Après l’improvisation finale en crescendo vers l’aigu de l’orchestre symphonique, un ultime accord synchrone de quatre pianos et harmonium clôt ensemble, sur une longue séquence de quarante secondes, cette journée de vie, apaisement final du sommeil et du rêve qui s’annoncent ; ou, dans cette note en écho qui s’affaiblit pour s’éteindre enfin, comme une métaphore de notre finitude, la disparition inéluctable que la destinée pour tout être, inexorablement, accomplit en point d’orgue.
Car les deux parties de cette double chanson, d’une durée inédite de 5 minutes 30, qui enchâsse la composition de Paul Mac Cartney « Woke up, fell out of bed, Me suis réveillé, tombé du lit, etc. » dans celle de John Lennon, exploit inédit musical et technique, reliées entre elles par le maelström des instruments symphoniques, va bien au-delà de la simple lecture des derniers faits-divers des journaux et de la routine des jours qui fuient.
C’est en fait une réécriture du monde - le rôle de toute poésie - par l’inventaire de nouvelles sans rapport entre elles, en une mécanique automatique, cadavre exquis des Surréalistes, qui atteint son summum avec « Now they know how many holes it takes to fill the Albert Hall, Maintenant, ils savent combien il faut de trous pour remplir l’Albert Hall ». Ou avec l’incise inattendue « I'd like to turn you on, J’adorerais t’exciter », double allusion au désir du sexe et à la prise de drogue.
Le subtil arrangement de la mélodie propulse en outre ces récits du quotidien dans une dimension fantastique. Simple accord apaisant de guitare de l’attaque de Lennon, accompagné d’un piano et de la rythmique discrète de Ringo Starr à la batterie puis du chœur du quatuor des Beatles, Fabulous Four ; et dans le sertissage de la seconde partie, l’accélération haletante d’un Mac Cartney pressé et en retard qui se termine par le retour de Lennon, l’improvisation désordonnée du grand orchestre et la longue tenue d’une note dans un final d’exception.

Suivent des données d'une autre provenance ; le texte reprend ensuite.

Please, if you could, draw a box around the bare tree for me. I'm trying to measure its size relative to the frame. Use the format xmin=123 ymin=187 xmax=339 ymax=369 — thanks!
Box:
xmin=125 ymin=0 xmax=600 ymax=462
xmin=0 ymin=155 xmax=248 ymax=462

« Quelqu'un qui n'aime pas A Day in the Life, je ne peux rien faire pour lui. » vient d’écrire l’historien du rock Yves Bigot, pour lui une évidence ( le Point, 10 avril 2020).
Une chanson hors du temps, pierre précieuse de l’album historique Sergent. Pepper's Lonely Hearts Club Band de 1967. Presque soixante ans déjà : qu’importe, les diamants comme on le sait sont éternels.